Improving LLM’s Reasoning In Production - The Structured Approach

This guide on achieving better reasoning performance of LLMs complements our guide on prompt engineering which explains how to improve LLM setups by systematic and programmatic means to enable flexibility while keeping the amount of operational variability to a minimum. Of course, the language component of a prompt can also be inspected and improved which is called In-context learning (ICL). There are a lot of papers on how to achieve better LLM reasoning performance through this technique that is all about the choice of words and their sequence in a prompt. For anyone interested, the known NLP-technique Retrieval-Augmented Generation (RAG) is a sub technique within the concept of ICL. ReAct and ReWOO are usually always combined with an API to facilitate dynamic context exploitation for deeper user information needs.

Chain of Thought (CoT) Prompting (Zero shot and Few shot Examples)

Chain of Thought Zero Shot Example Prompt from the paper:

https://cdn.prod.website-files.com/63811f0b654325b008a7c1dc/650ac2efa338e7d6eb96ab22_Untitled (6).png

Chain of Thought Few Shot Example Prompt from the paper:

Zero-shot CoT uses special instructions to trigger CoT prompting without any examples. For example, the instruction “Let’s think step by step” works well for many tasks. The final answer is extracted from the last step of the thinking process.

Few-shot CoT uses some examples of questions and answers with reasoning chains to guide LLMs to use CoT prompting. The examples are given before the actual question. The final answer is also extracted from the last step of the thinking process.

In a nutshell, CoT prompting improves the performance of LLMs on many tasks, especially math and logic problems.
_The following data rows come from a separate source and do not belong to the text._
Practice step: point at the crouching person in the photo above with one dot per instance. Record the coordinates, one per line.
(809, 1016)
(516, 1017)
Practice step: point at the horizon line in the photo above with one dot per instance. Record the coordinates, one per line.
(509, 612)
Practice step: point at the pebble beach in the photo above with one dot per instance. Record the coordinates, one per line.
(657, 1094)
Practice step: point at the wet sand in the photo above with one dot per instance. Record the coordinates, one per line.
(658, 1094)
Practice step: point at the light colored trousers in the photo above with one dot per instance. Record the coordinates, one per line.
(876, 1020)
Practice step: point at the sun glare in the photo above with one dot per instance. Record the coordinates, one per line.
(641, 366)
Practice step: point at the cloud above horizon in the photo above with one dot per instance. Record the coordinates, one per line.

However, it does not work for all tasks and sometimes gives wrong or multiple answers.

Reflexion Prompting (Reflect on x first and then reply)

Reflexion Prompt Example from the paper:

https://cdn.prod.website-files.com/63811f0b654325b008a7c1dc/650ac29da4b01c81f001a769_Untitled (1).png

Reflexion works by making the agents verbally reflect on the feedback they receive from the tasks, and use their own reflections to improve their performance. Reflexion does not require changing the model weights, and can handle different kinds of feedback, such as numbers or words. It outperforms baseline agents and is especially effective for tasks such as making decisions, writing code. Because the LLM will flag the output as “reflected”, eg. giving it a CoT-style wrong answer plus a REFLECTED correction input. The model will thus be on the lookout for minor errors and answer with a REFLECTED output when doing other reasoning tasks. It is hence obviously not very useful in settings for use cases where being perceived as human is important for the success of the product.
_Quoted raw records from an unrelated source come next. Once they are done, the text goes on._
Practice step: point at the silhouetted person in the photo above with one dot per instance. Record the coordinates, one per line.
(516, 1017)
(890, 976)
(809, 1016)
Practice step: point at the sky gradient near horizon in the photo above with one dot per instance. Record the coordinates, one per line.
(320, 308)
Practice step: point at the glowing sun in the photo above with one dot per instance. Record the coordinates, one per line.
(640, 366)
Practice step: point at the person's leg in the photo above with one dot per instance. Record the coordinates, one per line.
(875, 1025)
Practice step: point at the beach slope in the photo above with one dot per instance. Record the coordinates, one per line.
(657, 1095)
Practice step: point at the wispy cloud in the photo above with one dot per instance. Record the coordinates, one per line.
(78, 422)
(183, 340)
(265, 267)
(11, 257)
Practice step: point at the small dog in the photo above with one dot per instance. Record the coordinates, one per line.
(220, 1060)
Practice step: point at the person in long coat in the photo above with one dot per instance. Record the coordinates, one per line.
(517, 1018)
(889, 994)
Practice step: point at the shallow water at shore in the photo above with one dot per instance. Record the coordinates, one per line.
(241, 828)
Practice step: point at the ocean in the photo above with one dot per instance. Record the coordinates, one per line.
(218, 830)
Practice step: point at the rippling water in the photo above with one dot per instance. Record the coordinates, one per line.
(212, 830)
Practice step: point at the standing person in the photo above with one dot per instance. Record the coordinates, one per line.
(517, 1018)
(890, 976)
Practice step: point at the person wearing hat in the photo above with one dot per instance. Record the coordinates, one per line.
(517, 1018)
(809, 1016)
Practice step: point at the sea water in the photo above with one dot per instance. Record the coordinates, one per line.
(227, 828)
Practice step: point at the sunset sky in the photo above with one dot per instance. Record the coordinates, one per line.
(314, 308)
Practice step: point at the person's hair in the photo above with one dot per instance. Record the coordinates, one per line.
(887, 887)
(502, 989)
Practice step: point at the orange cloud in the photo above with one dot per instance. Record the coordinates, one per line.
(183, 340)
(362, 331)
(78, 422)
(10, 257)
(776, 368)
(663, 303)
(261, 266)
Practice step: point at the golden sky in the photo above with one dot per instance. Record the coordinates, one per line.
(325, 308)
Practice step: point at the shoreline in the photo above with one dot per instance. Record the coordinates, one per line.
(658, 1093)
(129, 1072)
Directional Stimulus Prompt (Do x while taking y related to x into account)‍

Directional Stimulus Prompt Example from the paper:

https://cdn.prod.website-files.com/63811f0b654325b008a7c1dc/650ac2aa9cd8d1e54d9fc174_Untitled (2).png

Directional stimulus prompts act as instance-specific additional inputs to guide LLMs in generating desired outcomes, such as including specific keywords in a generated summary. It’s very simple and straightforward. Like Prompt Alternating, you are most likely already using this technique in your setups already!
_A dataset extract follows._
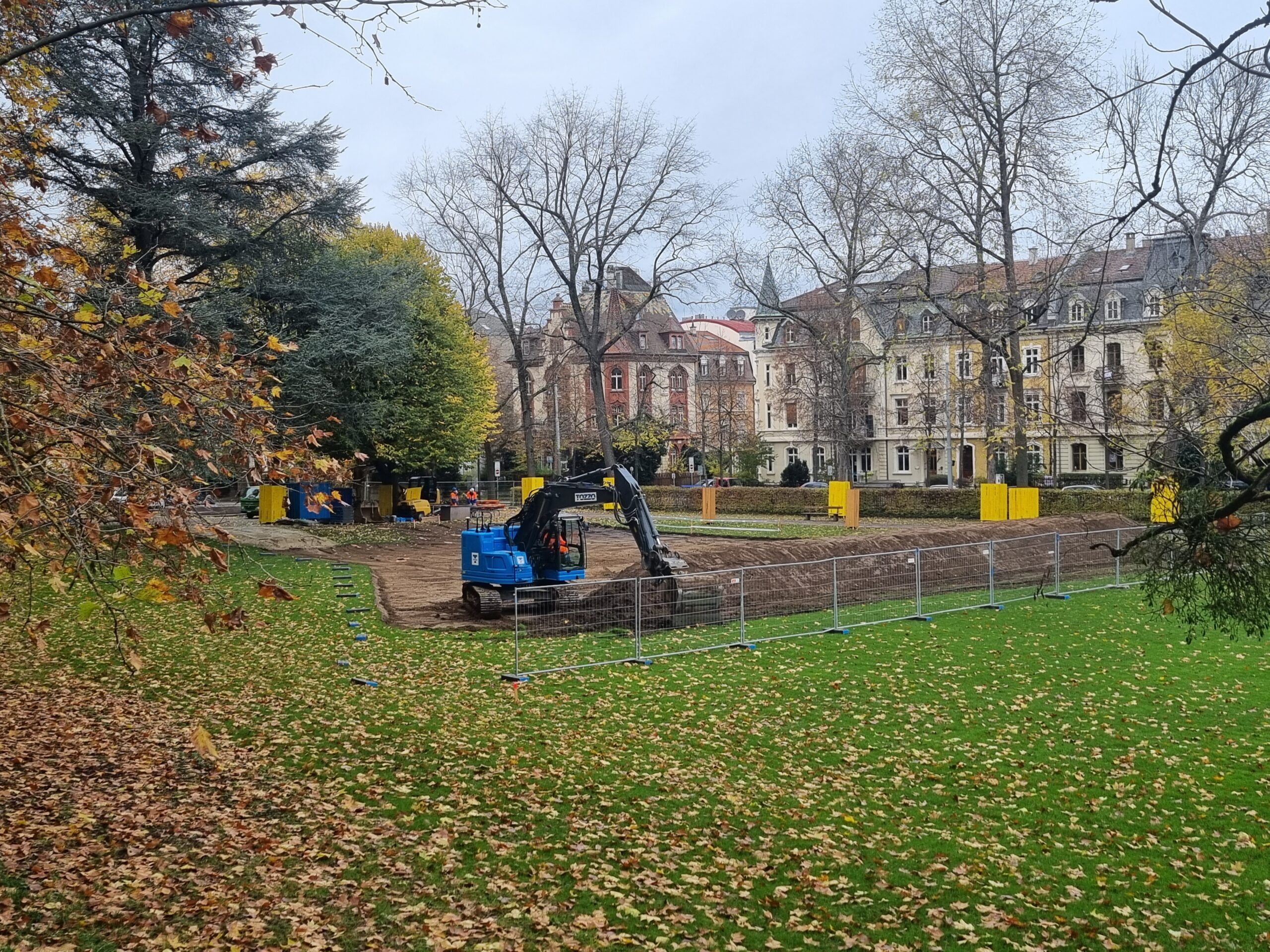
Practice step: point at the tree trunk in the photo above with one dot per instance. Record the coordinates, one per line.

Tree of Thoughts (ToT) Prompting (Multiple experts vote on the right answer)

Tree of Thoughts Prompt Example from the paper:

https://cdn.prod.website-files.com/63811f0b654325b008a7c1dc/650ac3adf60de0f185288b7b_Untitled (8).png

Tree of Thoughts technique is effective for solving logic problems, such as finding the most likely location of a lost watch.It asks the LLM to imagine three different experts who are trying to answer a question based on a short story. The LLM has to generate the steps of thinking for each expert, as well as their critiques and likelihoods of their assertions and it also has to follow the rules of science and physics, and backtrack or correct itself if it finds a flaw in its logic. ToT is fun for riddles and very specific problems. It’s quite an academic technique and only useful for very specific and conversational AI use cases.

Reasoning And Acting (ReAct) Prompting (Combining reasoning step with possibility to act)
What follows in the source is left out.